Así, las convocatorias plurales y espontáneas mediante las redes en la Argentina han logrado incidir en la agenda pública y en la agenda de gobierno, por ejemplo: el “fiscal Nisman”: justicia; “Ni una menos”: violencia de género. Fueron marchas masivas autogestionadas, sin mediaciones partidarias o sindicales, sin líderes políticos. Prevalece en este proceso una autonomía expresiva y cognitiva; es una forma de autorrepresentación democrática.

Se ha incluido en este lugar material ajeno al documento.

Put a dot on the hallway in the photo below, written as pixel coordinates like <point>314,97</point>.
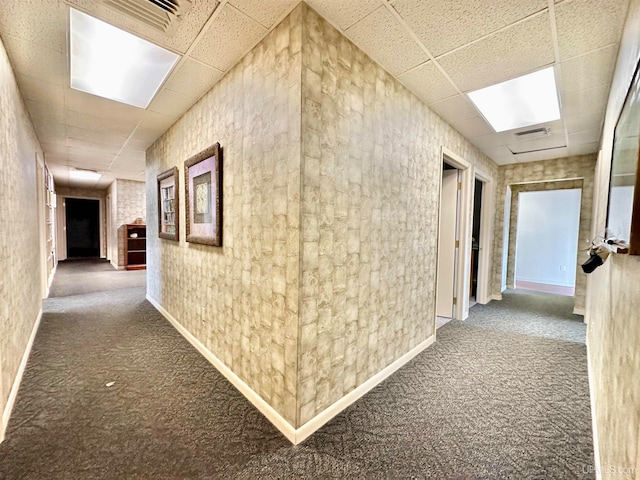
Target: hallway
<point>502,395</point>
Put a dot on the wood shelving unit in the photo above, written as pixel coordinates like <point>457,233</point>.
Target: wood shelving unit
<point>135,247</point>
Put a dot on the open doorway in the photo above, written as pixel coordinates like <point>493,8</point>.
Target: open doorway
<point>546,244</point>
<point>82,228</point>
<point>447,244</point>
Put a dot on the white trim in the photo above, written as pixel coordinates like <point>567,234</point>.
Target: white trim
<point>294,435</point>
<point>323,417</point>
<point>594,424</point>
<point>16,383</point>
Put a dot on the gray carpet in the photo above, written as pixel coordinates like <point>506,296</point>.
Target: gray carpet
<point>502,395</point>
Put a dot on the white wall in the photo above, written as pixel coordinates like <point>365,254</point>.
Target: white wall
<point>547,237</point>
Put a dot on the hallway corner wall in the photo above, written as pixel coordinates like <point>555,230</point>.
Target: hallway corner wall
<point>542,175</point>
<point>20,261</point>
<point>241,300</point>
<point>371,162</point>
<point>613,332</point>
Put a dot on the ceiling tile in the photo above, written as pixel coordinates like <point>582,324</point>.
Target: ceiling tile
<point>581,123</point>
<point>170,103</point>
<point>444,26</point>
<point>454,108</point>
<point>590,70</point>
<point>428,83</point>
<point>193,79</point>
<point>266,12</point>
<point>473,127</point>
<point>587,25</point>
<point>99,122</point>
<point>36,23</point>
<point>582,102</point>
<point>344,14</point>
<point>382,37</point>
<point>501,56</point>
<point>32,60</point>
<point>228,38</point>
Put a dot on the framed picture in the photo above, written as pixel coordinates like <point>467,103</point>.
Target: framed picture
<point>168,218</point>
<point>623,215</point>
<point>203,181</point>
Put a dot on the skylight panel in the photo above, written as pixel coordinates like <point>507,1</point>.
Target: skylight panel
<point>114,64</point>
<point>520,102</point>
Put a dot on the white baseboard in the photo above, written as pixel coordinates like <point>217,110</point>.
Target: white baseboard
<point>16,383</point>
<point>594,424</point>
<point>294,435</point>
<point>323,417</point>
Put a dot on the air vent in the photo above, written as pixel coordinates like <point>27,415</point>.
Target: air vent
<point>162,15</point>
<point>534,131</point>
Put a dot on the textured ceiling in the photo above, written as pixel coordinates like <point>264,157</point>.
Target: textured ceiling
<point>440,50</point>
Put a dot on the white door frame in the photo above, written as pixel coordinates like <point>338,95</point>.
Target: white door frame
<point>483,292</point>
<point>465,217</point>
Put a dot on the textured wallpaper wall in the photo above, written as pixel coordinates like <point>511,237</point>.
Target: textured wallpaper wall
<point>19,238</point>
<point>331,186</point>
<point>613,332</point>
<point>371,176</point>
<point>241,300</point>
<point>569,168</point>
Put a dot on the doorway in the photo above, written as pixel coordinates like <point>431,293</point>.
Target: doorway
<point>447,244</point>
<point>82,228</point>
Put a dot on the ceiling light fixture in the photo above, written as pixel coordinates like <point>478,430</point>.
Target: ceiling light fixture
<point>520,102</point>
<point>115,64</point>
<point>89,175</point>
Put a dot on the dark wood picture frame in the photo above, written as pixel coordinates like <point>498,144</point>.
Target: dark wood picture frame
<point>168,205</point>
<point>203,196</point>
<point>623,210</point>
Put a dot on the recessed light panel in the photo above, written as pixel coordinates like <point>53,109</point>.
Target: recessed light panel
<point>520,102</point>
<point>115,64</point>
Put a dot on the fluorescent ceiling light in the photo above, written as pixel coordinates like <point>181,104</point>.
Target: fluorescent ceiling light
<point>114,64</point>
<point>520,102</point>
<point>84,175</point>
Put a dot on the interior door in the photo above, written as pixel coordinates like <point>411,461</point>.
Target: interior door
<point>447,243</point>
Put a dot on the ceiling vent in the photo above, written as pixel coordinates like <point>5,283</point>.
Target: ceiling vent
<point>533,133</point>
<point>162,15</point>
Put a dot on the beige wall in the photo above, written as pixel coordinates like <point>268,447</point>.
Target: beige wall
<point>569,168</point>
<point>371,178</point>
<point>613,334</point>
<point>305,314</point>
<point>20,262</point>
<point>241,300</point>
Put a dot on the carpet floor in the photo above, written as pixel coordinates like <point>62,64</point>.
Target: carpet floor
<point>501,395</point>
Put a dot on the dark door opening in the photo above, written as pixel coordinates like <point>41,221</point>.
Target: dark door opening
<point>83,228</point>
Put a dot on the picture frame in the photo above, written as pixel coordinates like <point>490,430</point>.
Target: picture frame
<point>203,196</point>
<point>623,210</point>
<point>168,205</point>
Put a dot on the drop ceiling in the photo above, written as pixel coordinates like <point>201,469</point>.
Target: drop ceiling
<point>440,50</point>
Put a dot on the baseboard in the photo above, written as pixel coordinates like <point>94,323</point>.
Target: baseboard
<point>16,383</point>
<point>594,424</point>
<point>294,435</point>
<point>267,410</point>
<point>323,417</point>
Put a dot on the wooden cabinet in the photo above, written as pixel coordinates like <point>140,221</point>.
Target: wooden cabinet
<point>135,247</point>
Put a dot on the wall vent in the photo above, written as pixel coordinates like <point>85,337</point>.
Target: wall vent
<point>162,15</point>
<point>534,131</point>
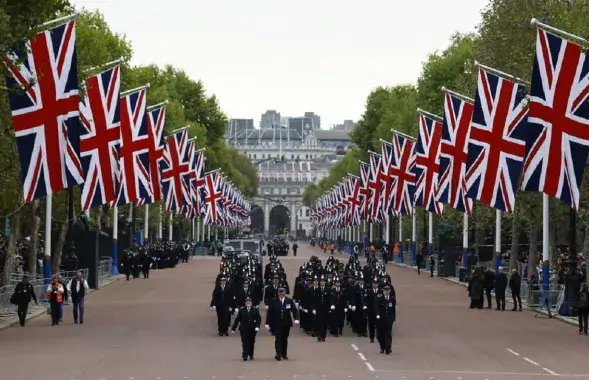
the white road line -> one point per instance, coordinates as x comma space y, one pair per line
533, 362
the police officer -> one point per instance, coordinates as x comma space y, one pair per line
386, 314
249, 319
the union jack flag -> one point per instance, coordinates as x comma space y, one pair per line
175, 169
558, 120
375, 184
401, 170
99, 145
453, 156
364, 191
45, 116
213, 198
156, 119
496, 144
427, 164
134, 149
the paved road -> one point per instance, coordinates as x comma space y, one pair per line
162, 329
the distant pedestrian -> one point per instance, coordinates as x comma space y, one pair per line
78, 287
23, 292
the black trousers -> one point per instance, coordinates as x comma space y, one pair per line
516, 298
281, 340
500, 298
55, 313
489, 297
22, 312
583, 319
371, 326
385, 335
321, 321
223, 320
248, 341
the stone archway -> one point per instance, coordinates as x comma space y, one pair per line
257, 219
279, 219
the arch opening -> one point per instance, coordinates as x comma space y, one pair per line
257, 219
279, 220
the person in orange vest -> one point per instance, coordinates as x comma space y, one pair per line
54, 294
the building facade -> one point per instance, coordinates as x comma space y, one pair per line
288, 158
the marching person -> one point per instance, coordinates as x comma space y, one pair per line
279, 321
385, 315
249, 319
222, 303
78, 287
54, 294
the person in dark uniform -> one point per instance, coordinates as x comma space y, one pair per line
23, 292
279, 320
500, 287
386, 315
249, 319
222, 303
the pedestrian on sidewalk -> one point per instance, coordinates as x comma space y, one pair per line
78, 287
54, 294
23, 292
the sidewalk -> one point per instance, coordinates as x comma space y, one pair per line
568, 320
34, 311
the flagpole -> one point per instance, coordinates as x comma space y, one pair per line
160, 229
47, 252
115, 245
413, 238
545, 242
170, 226
146, 226
465, 244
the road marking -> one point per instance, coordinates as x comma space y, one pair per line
458, 372
534, 363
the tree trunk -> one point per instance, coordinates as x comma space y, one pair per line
56, 258
515, 235
32, 259
533, 258
11, 249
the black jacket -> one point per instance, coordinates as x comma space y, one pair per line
281, 315
247, 320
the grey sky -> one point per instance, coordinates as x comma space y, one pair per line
323, 56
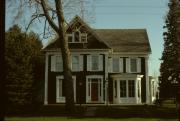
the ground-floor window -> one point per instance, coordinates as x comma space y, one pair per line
123, 90
94, 89
60, 89
131, 88
126, 88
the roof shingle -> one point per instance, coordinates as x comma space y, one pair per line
125, 40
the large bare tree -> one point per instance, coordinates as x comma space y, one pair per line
52, 12
2, 62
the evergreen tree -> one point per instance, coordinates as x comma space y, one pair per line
170, 66
22, 54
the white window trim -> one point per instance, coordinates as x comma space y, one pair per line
70, 35
120, 64
81, 64
53, 63
88, 98
100, 62
62, 99
83, 34
73, 38
138, 64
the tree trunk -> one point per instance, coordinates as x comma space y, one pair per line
60, 30
2, 62
66, 60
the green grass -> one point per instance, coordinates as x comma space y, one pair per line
82, 119
103, 113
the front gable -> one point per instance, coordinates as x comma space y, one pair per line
87, 37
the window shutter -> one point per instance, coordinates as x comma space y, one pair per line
109, 64
139, 65
121, 64
127, 65
53, 63
100, 62
81, 64
88, 62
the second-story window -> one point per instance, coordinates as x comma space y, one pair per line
59, 64
117, 64
133, 65
75, 63
95, 62
77, 36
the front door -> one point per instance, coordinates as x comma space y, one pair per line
94, 90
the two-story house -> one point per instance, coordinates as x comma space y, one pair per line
108, 66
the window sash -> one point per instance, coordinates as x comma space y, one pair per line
131, 88
58, 64
75, 63
133, 65
123, 88
84, 38
70, 38
116, 65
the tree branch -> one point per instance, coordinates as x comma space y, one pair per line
34, 17
50, 21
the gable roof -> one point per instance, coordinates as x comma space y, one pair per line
120, 40
125, 40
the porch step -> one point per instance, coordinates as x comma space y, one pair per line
90, 111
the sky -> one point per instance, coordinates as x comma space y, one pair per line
129, 14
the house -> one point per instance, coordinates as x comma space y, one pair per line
109, 66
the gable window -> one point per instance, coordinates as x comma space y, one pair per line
70, 38
75, 63
76, 36
95, 62
117, 64
83, 38
56, 63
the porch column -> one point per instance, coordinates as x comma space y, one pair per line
46, 81
106, 79
147, 80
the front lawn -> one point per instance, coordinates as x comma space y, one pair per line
83, 119
102, 113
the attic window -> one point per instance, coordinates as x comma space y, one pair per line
77, 37
70, 37
83, 38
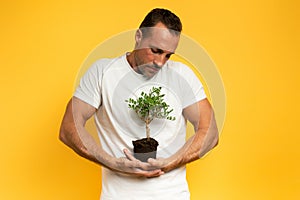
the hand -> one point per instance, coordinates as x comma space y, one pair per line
165, 164
132, 166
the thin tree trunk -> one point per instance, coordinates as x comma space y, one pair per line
147, 130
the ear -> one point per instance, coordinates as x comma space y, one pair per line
138, 37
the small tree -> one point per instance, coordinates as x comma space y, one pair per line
149, 106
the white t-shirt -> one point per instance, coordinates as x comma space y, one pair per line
106, 85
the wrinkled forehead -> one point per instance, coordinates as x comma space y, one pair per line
161, 38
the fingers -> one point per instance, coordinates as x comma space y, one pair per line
142, 169
129, 155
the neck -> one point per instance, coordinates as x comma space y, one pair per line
132, 61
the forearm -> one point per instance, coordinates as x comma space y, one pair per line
196, 147
79, 140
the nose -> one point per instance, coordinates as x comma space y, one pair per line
160, 60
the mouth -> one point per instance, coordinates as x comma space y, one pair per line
153, 69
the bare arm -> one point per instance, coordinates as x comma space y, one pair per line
201, 116
73, 134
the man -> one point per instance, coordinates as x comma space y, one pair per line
102, 93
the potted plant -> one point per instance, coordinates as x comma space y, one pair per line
149, 106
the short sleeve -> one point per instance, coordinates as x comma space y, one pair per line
193, 90
89, 89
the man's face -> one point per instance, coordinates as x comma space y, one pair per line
153, 50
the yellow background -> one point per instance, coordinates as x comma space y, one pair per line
255, 45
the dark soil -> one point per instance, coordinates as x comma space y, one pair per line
144, 149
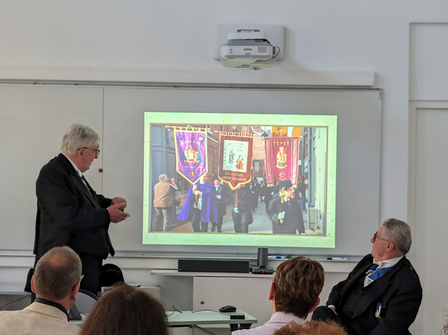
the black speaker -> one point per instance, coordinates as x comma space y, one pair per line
203, 265
262, 259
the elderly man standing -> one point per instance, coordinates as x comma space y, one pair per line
163, 203
70, 212
382, 294
56, 283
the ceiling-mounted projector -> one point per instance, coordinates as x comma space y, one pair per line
248, 48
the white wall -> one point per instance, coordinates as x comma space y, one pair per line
327, 35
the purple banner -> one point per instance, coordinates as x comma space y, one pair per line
191, 154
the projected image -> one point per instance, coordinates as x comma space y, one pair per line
239, 179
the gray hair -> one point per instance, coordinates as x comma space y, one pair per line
399, 233
57, 272
78, 136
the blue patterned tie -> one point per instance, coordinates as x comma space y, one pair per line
378, 273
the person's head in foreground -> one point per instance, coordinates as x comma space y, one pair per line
296, 286
126, 310
393, 239
311, 328
57, 276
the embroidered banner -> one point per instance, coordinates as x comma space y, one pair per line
235, 159
282, 159
191, 154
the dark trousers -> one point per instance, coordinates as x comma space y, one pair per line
241, 226
218, 224
204, 226
91, 267
195, 220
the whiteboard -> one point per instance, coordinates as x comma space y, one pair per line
33, 119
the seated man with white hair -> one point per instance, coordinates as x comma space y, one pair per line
383, 293
56, 283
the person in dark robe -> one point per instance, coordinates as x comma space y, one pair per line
285, 211
242, 212
221, 200
200, 205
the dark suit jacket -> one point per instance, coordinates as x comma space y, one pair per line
222, 203
293, 216
68, 214
399, 291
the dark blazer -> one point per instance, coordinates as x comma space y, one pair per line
68, 214
399, 291
293, 216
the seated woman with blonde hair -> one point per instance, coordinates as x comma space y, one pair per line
311, 328
126, 310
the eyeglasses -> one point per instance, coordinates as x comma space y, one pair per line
97, 151
375, 236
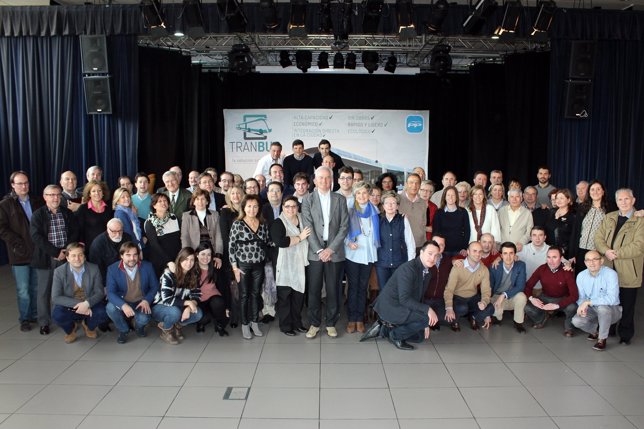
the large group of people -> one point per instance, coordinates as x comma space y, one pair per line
241, 253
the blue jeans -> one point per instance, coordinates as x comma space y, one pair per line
358, 277
169, 315
65, 317
27, 291
120, 320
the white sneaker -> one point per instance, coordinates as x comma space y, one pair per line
312, 332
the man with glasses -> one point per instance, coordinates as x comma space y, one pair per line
598, 303
16, 211
53, 226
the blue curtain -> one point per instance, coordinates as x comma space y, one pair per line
44, 127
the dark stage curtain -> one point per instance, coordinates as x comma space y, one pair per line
44, 128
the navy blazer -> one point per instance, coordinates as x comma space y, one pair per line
117, 283
518, 277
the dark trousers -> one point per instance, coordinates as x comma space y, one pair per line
316, 272
214, 309
626, 327
250, 291
469, 306
289, 308
66, 317
358, 278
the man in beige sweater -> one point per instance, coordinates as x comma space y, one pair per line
462, 295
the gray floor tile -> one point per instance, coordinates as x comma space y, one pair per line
572, 401
352, 375
545, 374
350, 353
356, 404
290, 403
30, 421
111, 422
481, 374
141, 401
594, 422
501, 402
14, 396
85, 372
157, 374
429, 403
418, 375
65, 399
628, 400
33, 372
221, 374
205, 402
287, 375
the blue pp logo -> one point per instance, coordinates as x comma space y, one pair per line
415, 124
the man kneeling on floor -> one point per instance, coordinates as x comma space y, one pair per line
402, 314
77, 294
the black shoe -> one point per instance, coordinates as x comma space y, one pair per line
402, 344
372, 332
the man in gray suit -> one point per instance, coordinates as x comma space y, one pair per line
325, 212
77, 294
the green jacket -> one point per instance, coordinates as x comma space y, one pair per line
629, 246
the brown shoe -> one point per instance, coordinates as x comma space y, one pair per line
88, 333
167, 335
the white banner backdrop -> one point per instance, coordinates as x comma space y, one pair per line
371, 140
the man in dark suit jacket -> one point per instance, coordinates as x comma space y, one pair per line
77, 295
326, 213
403, 316
507, 281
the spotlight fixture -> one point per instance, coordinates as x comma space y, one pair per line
507, 29
440, 60
285, 59
271, 22
338, 61
543, 20
303, 60
437, 15
239, 60
326, 24
297, 22
392, 62
235, 18
323, 61
351, 61
482, 10
370, 60
372, 14
405, 16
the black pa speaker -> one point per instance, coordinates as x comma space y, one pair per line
582, 60
98, 98
94, 54
578, 99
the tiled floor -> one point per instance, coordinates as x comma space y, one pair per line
492, 379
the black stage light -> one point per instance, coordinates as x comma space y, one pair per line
303, 60
372, 14
323, 60
370, 60
437, 15
285, 59
392, 62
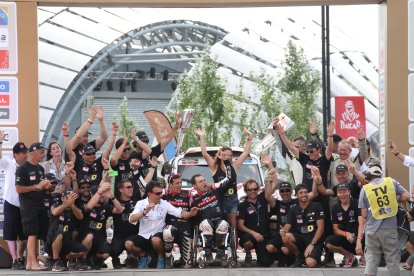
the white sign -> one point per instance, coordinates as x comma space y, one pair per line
9, 104
11, 137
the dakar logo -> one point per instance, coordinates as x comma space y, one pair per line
350, 117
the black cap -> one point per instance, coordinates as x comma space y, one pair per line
337, 138
19, 147
88, 148
142, 136
68, 191
300, 187
136, 155
285, 185
342, 186
76, 130
341, 167
314, 144
37, 146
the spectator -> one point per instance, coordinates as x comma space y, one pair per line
12, 229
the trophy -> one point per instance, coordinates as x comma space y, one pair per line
186, 117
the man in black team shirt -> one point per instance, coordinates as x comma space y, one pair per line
90, 165
348, 226
156, 150
120, 160
177, 230
81, 137
122, 228
31, 187
302, 233
211, 215
61, 226
96, 213
253, 222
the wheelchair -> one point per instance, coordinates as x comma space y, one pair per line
198, 255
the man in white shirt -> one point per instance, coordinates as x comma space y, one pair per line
12, 218
151, 213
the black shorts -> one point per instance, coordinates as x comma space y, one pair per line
35, 222
12, 228
143, 243
336, 240
302, 242
276, 241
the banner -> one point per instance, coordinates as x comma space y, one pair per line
161, 127
349, 115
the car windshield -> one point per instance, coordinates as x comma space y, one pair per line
245, 171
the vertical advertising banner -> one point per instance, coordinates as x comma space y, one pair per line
349, 115
8, 38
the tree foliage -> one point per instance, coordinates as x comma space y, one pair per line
300, 83
205, 91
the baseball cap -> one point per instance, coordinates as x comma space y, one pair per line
285, 186
19, 147
37, 146
341, 167
76, 130
337, 138
142, 136
300, 187
88, 148
313, 145
342, 186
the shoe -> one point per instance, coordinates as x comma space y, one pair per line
18, 265
350, 262
160, 263
116, 263
299, 262
209, 256
169, 262
58, 267
248, 260
144, 261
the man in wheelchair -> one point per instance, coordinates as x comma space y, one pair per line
211, 216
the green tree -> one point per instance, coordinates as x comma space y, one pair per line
205, 91
300, 84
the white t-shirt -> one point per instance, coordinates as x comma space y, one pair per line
154, 221
10, 166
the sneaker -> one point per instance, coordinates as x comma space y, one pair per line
248, 260
169, 262
299, 261
17, 265
144, 261
349, 261
58, 267
161, 263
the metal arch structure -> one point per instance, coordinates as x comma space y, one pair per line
170, 45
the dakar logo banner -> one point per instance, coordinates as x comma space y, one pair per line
349, 115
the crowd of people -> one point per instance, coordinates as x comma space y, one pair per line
342, 204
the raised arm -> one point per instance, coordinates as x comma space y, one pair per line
67, 144
330, 130
166, 140
206, 156
239, 162
279, 129
83, 129
103, 135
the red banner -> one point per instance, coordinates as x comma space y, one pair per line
349, 115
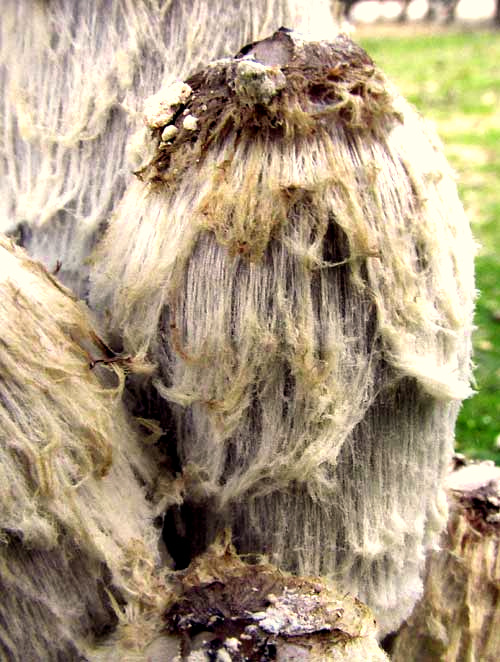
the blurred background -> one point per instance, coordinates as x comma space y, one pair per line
444, 55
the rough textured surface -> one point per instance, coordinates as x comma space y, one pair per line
225, 609
77, 540
298, 264
458, 617
74, 75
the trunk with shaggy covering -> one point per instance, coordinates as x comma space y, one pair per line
296, 260
458, 617
76, 531
74, 74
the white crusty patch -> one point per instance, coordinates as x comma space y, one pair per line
160, 108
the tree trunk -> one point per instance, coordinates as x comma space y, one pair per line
458, 617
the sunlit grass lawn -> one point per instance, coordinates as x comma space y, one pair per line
453, 78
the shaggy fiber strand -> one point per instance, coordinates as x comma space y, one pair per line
75, 525
296, 260
74, 74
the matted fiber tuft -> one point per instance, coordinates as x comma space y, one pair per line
74, 74
297, 261
76, 526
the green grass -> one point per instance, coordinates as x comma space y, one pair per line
453, 78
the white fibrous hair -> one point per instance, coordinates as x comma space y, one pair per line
298, 263
76, 524
74, 74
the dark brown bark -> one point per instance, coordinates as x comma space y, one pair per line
458, 617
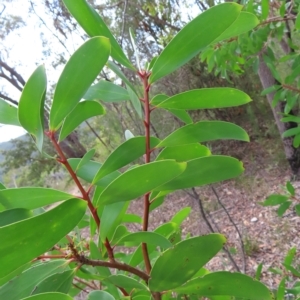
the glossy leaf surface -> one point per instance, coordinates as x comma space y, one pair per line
8, 113
226, 284
93, 25
205, 131
106, 91
89, 60
23, 285
126, 153
183, 261
30, 197
206, 99
196, 35
140, 180
38, 234
205, 170
184, 152
82, 111
31, 105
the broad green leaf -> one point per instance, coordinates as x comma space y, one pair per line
204, 131
226, 284
89, 60
106, 91
21, 286
96, 295
244, 23
31, 197
49, 296
126, 282
203, 171
140, 180
206, 99
82, 111
58, 282
8, 114
111, 217
86, 158
136, 238
31, 105
196, 35
126, 153
183, 261
184, 152
274, 199
14, 215
93, 25
38, 234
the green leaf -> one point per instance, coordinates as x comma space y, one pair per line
183, 261
49, 296
283, 208
89, 60
82, 111
184, 152
140, 180
206, 99
204, 131
196, 35
96, 295
274, 199
126, 153
244, 23
226, 284
14, 215
22, 285
31, 105
31, 198
126, 282
152, 238
8, 113
38, 234
86, 158
205, 170
106, 91
93, 25
59, 282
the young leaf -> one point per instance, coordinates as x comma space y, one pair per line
183, 261
89, 60
31, 197
31, 105
126, 153
226, 284
21, 286
38, 234
140, 180
106, 91
93, 25
82, 111
204, 131
8, 114
204, 170
196, 35
206, 99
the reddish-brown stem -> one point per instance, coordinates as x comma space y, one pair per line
144, 77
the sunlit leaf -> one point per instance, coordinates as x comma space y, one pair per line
93, 25
89, 60
82, 111
31, 105
8, 114
183, 261
196, 35
38, 234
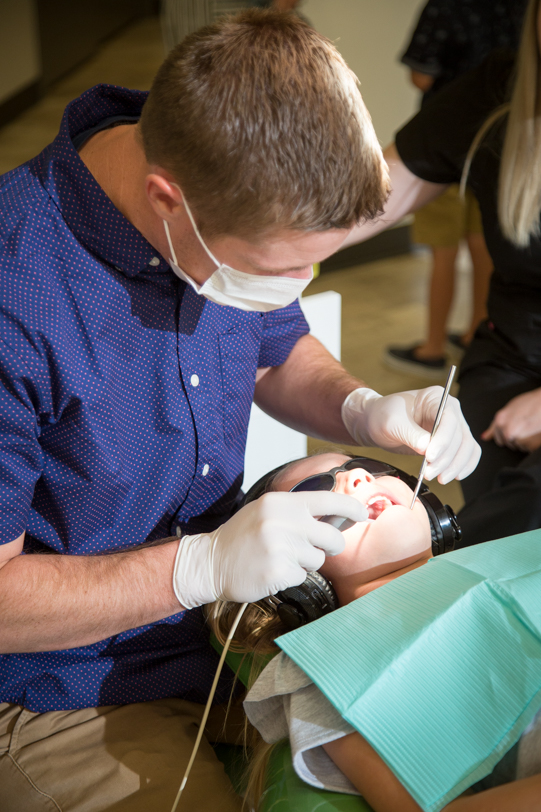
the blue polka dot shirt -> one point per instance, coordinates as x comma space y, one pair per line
124, 407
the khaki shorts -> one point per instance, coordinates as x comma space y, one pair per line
126, 758
447, 220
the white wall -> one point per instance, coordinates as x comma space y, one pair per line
19, 50
270, 443
371, 35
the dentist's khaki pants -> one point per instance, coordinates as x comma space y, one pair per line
122, 758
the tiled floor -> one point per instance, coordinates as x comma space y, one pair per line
383, 302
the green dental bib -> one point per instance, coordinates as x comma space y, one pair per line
440, 670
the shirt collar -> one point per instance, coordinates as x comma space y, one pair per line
88, 212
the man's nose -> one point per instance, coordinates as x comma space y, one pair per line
351, 480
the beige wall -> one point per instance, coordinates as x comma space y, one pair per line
371, 35
19, 55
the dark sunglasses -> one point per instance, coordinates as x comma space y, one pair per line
327, 480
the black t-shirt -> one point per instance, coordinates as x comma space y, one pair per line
434, 144
454, 36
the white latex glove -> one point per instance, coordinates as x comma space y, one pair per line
267, 546
402, 423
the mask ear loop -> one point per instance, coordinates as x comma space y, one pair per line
208, 705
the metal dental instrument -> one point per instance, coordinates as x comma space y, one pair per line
437, 422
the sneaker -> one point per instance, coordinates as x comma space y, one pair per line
403, 359
455, 344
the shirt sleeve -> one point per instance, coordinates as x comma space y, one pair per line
430, 39
283, 703
434, 143
20, 451
282, 329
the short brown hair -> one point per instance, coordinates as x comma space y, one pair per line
262, 124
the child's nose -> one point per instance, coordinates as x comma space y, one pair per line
349, 481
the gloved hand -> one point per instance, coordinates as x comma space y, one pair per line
402, 423
267, 546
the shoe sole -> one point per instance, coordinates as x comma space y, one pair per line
411, 368
453, 350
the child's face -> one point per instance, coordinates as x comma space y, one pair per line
394, 536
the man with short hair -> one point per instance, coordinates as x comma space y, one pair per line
152, 257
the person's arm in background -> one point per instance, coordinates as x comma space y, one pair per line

Quisiera cerrar este artículo con algunas preguntas: ¿Qué democracia estamos construyendo?, ¿marchamos hacia un sistema donde ya no esté presente el principio de la soberanía del pueblo? ¿Nos hallamos ante el fin de la democracia representativa electiva? ¿Es necesario buscar nuevas formas de emancipación ante una economía globalizada, Estados nacionales y democracias locales? El problema es que todavía no aparece la alternativa a la democracia representativa electiva, como dijimos. Sin embargo, no se puede dejar de reverenciar su nombre, aunque sea con el prefijo “post”, post-democracia. De ahí que se hace un tanto difícil conocer el significado actual de la palabra democracia. La construcción de un espacio público común es, sin duda, la condición de realización de la democracia. En este nuevo espacio extendido, coexisten en nuestras sociedades políticas representativas y políticas deliberativas. Internet sociabiliza y los ciudadanos se autonomizan.
Esta comprensión de una esfera pública amplia hace a la vitalidad de las sociedades democráticas. Las decisiones políticas tienen que ser el resultado de la deliberación institucional y del diseño de prácticas y diálogos en el espacio público de la sociedad civil. La decisión debería transitar un doble camino: la deliberación institucional y la deliberación informal. La legitimidad democrática es atribuida al poder por tres vertientes: la legitimidad del voto, la legitimidad constitucional (que regula el poder público y fija sus atribuciones) y (ahora agregamos) la legitimidad post-electoral ( o legitimidad de la opinión pública), que es una aprobación o desaprobación de las políticas públicas de los gobernantes, que depende de la satisfacción de las demandas de los ciudadanos. La legitimidad Post-electoral se forma en la esfera pública civil (la opinión pública medida a través de las encuestas, los medios de comunicación, la calle, las asociaciones diversas), que implica un juicio permanente y un poder de control de los ciudadanos. Entonces, la legitimidad democrática no se basa únicamente en las urnas y en las normas constitucionales, sino también en un espacio de incesante debate y argumentación sobre los fines de la acción política. Es en el espacio público donde se piensa la legitimidad y las innovaciones de la sociedad democrática.

 


[1] Pierre Rosanvalllon, “La democracia del siglo XXI”, en Revista Nueva Sociedad, Nº 269, mayo-junio 2017, ISSN: 0251-3552, www.nuso.org

[2] Jürgenn Habermas, En la espiral de la tecnocracia, Trotta, Madrid, 2016, p. 119.